FIGURE SUMMARY
Title

iCodon customizes gene expression based on the codon composition

Authors
Diez, M., Medina-Muñoz, S.G., Castellano, L.A., da Silva Pescador, G., Wu, Q., Bazzini, A.A.
Source
Full text @ Sci. Rep.

iCodon predicts gene expression based on the codon composition and designs new variants based on synonymous mutations. (A) Diagram of the synonymous reporters, differing only in synonymous mutations with different regulatory effects on mRNA stability. Each mRNA contains the coding sequence of mCherry fluorescent protein followed by a ribosome-skipping sequence (P2A) and a coding region that differs in the proportion of optimal and non-optimal codons but encodes the same peptide (synonymous mutations). (B) Scatter plot showing that fluorescence intensity of synonymous reporters in 293T transfected cells correlates with predicted mRNA stability (r = 0.97, p < 2.2 × 10−16, Pearson correlation test). n = 10 for all tested variants. (C) Diagram depicting the algorithm for codon optimization, iCodon: An initial coding sequence is provided by the user.
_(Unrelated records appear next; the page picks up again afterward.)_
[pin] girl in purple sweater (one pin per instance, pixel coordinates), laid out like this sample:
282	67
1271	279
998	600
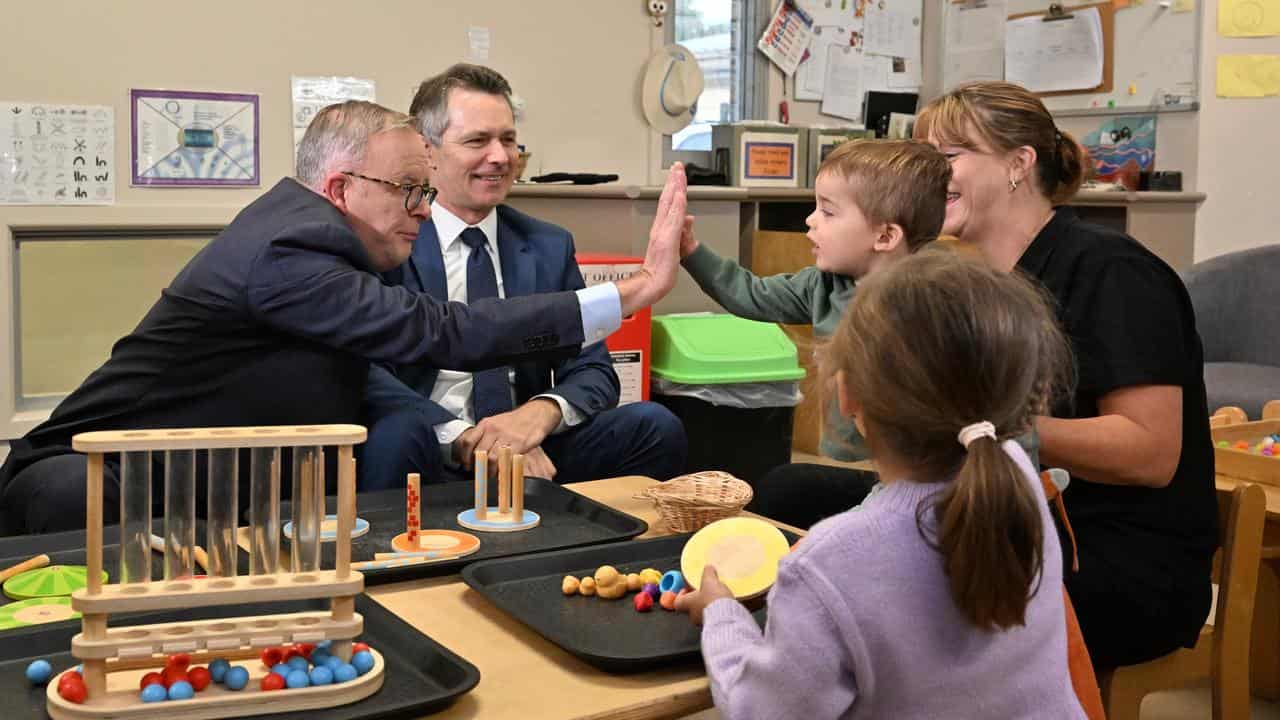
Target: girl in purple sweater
941	595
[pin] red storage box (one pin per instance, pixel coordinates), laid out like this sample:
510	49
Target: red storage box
630	343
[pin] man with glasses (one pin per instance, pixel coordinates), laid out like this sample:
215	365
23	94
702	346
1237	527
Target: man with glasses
562	414
278	318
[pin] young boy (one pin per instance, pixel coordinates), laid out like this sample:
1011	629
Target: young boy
877	201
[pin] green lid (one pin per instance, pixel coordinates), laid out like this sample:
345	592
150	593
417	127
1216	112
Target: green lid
716	349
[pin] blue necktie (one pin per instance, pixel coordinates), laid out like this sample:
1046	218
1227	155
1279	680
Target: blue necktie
490	390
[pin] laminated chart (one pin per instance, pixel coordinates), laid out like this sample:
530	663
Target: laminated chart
56	154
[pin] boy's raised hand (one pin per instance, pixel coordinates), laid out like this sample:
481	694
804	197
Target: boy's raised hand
662	259
688	242
709	589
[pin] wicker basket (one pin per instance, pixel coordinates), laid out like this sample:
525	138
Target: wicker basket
691	502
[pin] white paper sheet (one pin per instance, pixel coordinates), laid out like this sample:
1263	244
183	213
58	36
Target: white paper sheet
974	42
314	94
54	154
1061	54
894	28
842	89
812	73
827	12
786	37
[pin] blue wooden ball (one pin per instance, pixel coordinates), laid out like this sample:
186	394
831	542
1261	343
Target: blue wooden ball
181	689
237	678
297	679
672	580
321	675
344	673
155	692
40	671
362	661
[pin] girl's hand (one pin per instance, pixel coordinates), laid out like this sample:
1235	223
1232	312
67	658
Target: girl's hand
709	589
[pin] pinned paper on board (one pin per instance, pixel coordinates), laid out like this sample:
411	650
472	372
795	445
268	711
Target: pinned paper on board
974	48
842	94
1248	76
894	28
1051	57
812	73
53	154
1248	18
314	94
786	37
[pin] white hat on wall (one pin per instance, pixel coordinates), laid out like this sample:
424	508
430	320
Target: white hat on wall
672	82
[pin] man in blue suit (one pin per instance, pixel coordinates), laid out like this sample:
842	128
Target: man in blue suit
562	415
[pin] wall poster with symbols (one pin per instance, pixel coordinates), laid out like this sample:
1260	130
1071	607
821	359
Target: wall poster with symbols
56	154
195	139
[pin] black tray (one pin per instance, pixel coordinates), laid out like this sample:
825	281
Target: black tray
607	633
68	548
421	675
567	520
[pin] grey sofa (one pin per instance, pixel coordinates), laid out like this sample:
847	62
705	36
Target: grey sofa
1237	301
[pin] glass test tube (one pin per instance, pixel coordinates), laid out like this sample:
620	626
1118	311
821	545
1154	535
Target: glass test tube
307	507
179	514
136	516
223	483
264	511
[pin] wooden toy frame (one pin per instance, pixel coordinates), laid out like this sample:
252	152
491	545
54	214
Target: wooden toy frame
105	650
1232	424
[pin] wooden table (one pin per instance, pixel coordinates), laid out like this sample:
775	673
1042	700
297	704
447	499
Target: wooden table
1265	647
524	675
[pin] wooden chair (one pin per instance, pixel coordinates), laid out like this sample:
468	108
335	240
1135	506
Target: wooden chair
1223	650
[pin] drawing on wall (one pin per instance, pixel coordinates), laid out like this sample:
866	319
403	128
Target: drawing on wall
56	154
1121	147
195	139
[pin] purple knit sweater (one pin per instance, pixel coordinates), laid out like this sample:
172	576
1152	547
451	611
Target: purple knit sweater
862	624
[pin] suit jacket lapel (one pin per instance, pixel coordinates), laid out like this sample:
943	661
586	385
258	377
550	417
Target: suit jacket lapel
426	264
519	267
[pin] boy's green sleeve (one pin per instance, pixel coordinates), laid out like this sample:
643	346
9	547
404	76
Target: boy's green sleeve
777	299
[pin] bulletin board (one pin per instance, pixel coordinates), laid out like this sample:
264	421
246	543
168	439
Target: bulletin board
1153	50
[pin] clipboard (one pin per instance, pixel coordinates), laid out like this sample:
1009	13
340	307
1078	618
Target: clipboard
1107	17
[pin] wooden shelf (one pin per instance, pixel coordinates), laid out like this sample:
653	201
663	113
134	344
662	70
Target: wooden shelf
214	636
216	591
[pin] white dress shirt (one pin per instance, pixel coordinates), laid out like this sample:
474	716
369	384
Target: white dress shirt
452	388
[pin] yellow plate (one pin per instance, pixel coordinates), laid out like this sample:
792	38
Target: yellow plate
745	552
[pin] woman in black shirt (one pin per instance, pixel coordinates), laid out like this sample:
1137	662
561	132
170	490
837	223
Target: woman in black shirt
1136	436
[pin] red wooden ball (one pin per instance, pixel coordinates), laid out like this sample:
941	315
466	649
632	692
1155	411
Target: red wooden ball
272	682
199	678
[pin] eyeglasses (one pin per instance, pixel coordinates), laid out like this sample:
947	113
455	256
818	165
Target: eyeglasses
414	194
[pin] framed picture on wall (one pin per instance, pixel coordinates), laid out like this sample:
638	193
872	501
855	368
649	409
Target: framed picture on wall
195	139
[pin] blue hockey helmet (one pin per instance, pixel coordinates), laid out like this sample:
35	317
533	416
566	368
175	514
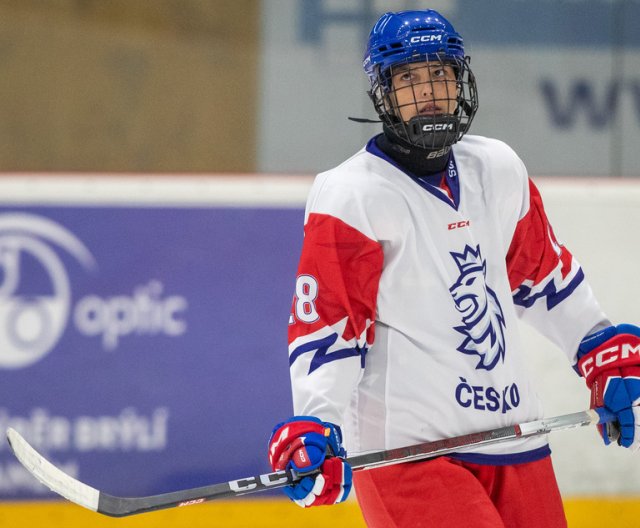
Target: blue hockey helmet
409	37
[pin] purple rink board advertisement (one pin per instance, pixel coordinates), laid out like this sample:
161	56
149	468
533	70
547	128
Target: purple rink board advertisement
143	350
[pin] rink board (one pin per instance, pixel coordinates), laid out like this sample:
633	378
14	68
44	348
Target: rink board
581	513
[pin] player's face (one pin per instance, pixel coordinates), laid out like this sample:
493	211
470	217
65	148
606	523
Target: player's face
424	88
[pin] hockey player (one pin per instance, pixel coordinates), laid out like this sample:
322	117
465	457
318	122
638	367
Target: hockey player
421	251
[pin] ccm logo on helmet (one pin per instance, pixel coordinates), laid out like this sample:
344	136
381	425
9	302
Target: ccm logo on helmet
608	355
438	127
425	38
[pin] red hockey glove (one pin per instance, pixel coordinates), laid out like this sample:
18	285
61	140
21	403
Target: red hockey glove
610	363
312	450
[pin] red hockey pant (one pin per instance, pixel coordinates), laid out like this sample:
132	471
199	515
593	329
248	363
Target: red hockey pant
448	493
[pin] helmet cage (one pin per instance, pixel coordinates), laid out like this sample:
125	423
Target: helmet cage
432	109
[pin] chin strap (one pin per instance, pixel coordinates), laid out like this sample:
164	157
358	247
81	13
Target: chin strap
363	120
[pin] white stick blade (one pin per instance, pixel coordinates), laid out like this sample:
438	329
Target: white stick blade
51	476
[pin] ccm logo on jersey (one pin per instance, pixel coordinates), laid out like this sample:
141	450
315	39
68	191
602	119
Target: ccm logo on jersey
606	356
458	225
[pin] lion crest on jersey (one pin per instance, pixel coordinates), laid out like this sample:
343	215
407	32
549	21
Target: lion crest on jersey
483	327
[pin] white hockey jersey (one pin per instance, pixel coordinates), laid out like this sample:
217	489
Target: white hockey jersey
404	319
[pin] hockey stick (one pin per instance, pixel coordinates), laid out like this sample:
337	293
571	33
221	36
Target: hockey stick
98	501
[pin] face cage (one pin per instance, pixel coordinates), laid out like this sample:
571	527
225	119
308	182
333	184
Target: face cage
437	112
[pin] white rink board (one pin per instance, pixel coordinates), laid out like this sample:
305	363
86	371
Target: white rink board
599	220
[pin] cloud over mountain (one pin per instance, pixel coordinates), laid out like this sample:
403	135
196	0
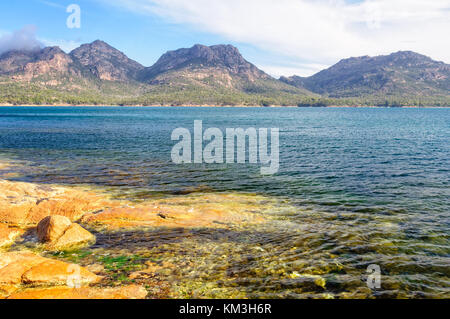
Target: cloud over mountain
23	40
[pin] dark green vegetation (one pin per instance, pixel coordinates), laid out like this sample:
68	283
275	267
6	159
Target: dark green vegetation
98	74
402	78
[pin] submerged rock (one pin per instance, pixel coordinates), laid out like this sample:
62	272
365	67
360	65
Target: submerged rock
8	235
59	233
51	228
206	210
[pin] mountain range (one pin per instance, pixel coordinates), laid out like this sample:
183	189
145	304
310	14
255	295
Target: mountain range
97	73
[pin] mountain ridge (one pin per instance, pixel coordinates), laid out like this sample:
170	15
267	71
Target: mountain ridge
97	73
402	73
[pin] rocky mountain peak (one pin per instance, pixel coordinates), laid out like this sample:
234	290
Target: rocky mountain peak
106	62
224	58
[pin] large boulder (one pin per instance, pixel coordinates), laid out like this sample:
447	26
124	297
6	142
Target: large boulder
59	233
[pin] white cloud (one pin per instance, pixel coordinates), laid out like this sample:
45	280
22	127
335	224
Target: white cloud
320	32
65	45
23	39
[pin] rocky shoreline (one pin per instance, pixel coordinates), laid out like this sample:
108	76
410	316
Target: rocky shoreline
40	223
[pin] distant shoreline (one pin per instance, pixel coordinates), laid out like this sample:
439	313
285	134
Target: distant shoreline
224	106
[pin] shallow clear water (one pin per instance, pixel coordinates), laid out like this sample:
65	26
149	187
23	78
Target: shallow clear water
356	187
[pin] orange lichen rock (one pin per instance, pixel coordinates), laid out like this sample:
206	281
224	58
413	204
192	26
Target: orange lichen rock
25	204
125	292
23	267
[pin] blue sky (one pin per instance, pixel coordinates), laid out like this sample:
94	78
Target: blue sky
283	37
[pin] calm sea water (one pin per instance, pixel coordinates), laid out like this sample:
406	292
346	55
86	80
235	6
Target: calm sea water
367	186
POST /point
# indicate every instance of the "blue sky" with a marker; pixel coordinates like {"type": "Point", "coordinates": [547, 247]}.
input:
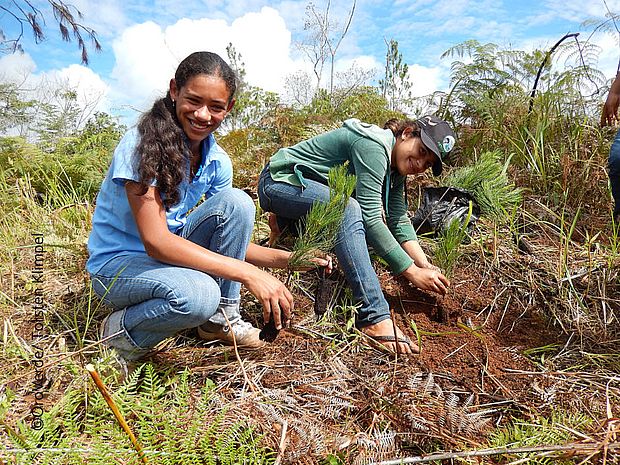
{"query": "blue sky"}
{"type": "Point", "coordinates": [143, 41]}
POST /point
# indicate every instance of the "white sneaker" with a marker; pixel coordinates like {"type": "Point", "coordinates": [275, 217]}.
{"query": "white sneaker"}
{"type": "Point", "coordinates": [246, 335]}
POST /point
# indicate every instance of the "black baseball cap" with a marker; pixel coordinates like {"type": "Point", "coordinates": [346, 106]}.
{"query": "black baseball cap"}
{"type": "Point", "coordinates": [439, 137]}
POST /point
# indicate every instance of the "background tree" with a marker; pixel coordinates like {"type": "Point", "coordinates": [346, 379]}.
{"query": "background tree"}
{"type": "Point", "coordinates": [27, 16]}
{"type": "Point", "coordinates": [251, 102]}
{"type": "Point", "coordinates": [323, 39]}
{"type": "Point", "coordinates": [395, 86]}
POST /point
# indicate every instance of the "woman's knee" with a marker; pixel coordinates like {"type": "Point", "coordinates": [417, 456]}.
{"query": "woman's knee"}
{"type": "Point", "coordinates": [241, 204]}
{"type": "Point", "coordinates": [353, 214]}
{"type": "Point", "coordinates": [196, 296]}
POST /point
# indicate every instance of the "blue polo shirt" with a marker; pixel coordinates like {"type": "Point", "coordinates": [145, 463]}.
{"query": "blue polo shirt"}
{"type": "Point", "coordinates": [115, 231]}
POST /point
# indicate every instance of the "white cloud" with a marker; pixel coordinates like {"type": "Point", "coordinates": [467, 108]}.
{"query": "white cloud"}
{"type": "Point", "coordinates": [105, 17]}
{"type": "Point", "coordinates": [90, 89]}
{"type": "Point", "coordinates": [16, 67]}
{"type": "Point", "coordinates": [147, 56]}
{"type": "Point", "coordinates": [425, 80]}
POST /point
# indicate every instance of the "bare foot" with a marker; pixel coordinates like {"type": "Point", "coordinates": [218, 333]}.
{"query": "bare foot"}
{"type": "Point", "coordinates": [383, 333]}
{"type": "Point", "coordinates": [274, 230]}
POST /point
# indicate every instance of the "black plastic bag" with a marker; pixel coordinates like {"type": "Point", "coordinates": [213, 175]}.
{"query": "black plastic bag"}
{"type": "Point", "coordinates": [441, 205]}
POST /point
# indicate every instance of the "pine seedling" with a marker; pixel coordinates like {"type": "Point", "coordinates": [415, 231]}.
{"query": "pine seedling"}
{"type": "Point", "coordinates": [488, 182]}
{"type": "Point", "coordinates": [321, 224]}
{"type": "Point", "coordinates": [447, 250]}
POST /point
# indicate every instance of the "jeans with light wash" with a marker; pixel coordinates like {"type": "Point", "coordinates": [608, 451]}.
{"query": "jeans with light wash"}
{"type": "Point", "coordinates": [291, 203]}
{"type": "Point", "coordinates": [155, 300]}
{"type": "Point", "coordinates": [614, 172]}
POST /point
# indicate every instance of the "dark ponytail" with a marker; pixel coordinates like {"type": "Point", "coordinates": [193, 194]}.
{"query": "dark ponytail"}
{"type": "Point", "coordinates": [162, 149]}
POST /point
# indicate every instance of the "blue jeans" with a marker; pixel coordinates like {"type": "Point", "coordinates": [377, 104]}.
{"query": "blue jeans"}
{"type": "Point", "coordinates": [614, 172]}
{"type": "Point", "coordinates": [155, 300]}
{"type": "Point", "coordinates": [292, 203]}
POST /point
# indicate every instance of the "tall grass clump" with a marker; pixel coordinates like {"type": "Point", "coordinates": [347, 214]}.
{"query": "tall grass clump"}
{"type": "Point", "coordinates": [174, 425]}
{"type": "Point", "coordinates": [559, 429]}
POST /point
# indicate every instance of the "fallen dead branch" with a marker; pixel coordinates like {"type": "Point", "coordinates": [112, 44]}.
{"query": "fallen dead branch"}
{"type": "Point", "coordinates": [572, 449]}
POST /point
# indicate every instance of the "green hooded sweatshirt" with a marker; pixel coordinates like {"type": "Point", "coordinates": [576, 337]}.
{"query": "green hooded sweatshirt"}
{"type": "Point", "coordinates": [368, 149]}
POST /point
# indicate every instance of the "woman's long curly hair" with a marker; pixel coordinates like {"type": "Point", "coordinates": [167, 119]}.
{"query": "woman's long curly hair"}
{"type": "Point", "coordinates": [397, 126]}
{"type": "Point", "coordinates": [164, 154]}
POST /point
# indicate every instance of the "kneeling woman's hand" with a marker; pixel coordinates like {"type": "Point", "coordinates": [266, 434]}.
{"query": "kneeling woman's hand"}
{"type": "Point", "coordinates": [428, 279]}
{"type": "Point", "coordinates": [276, 299]}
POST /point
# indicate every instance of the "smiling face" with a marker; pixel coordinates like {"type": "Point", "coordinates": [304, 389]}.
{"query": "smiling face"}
{"type": "Point", "coordinates": [201, 105]}
{"type": "Point", "coordinates": [410, 155]}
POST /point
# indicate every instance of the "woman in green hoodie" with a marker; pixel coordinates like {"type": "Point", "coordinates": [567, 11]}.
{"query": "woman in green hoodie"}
{"type": "Point", "coordinates": [296, 177]}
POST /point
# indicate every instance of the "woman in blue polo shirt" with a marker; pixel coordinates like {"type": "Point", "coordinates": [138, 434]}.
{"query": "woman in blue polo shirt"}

Evolution: the algorithm generates variant sequences by introducing random synonymous mutations. Prediction: the machine learning model predicts the mRNA stability of each variant based on the codon composition. Selection: the algorithm selects the sequences with the highest or lowest mRNA stability depending on the direction of optimization. Iteration: this process is repeated multiple times producing an optimization path that generates a gradient in mRNA stability level. Illustrations by Mark Miller. (D) A random group of 50 human genes with predicted intermediate mRNA stability was selected and optimized and deoptimized by iCodon. The x-axis is the iteration number, and the y-axis is the predicted mRNA stability. The circles connected by a dash-line show the optimization or deoptimization path for each gene. The histogram on the right is the mRNA stability distribution for endogenous human genes. (E) Violin plot showing predictions of mRNA stability of selected groups of genes compared to all genes in the human transcriptome. The horizontal lines show the lower, middle and upper quartiles of the predicted mRNA stability of all genes. p values and number of genes (n) are indicated.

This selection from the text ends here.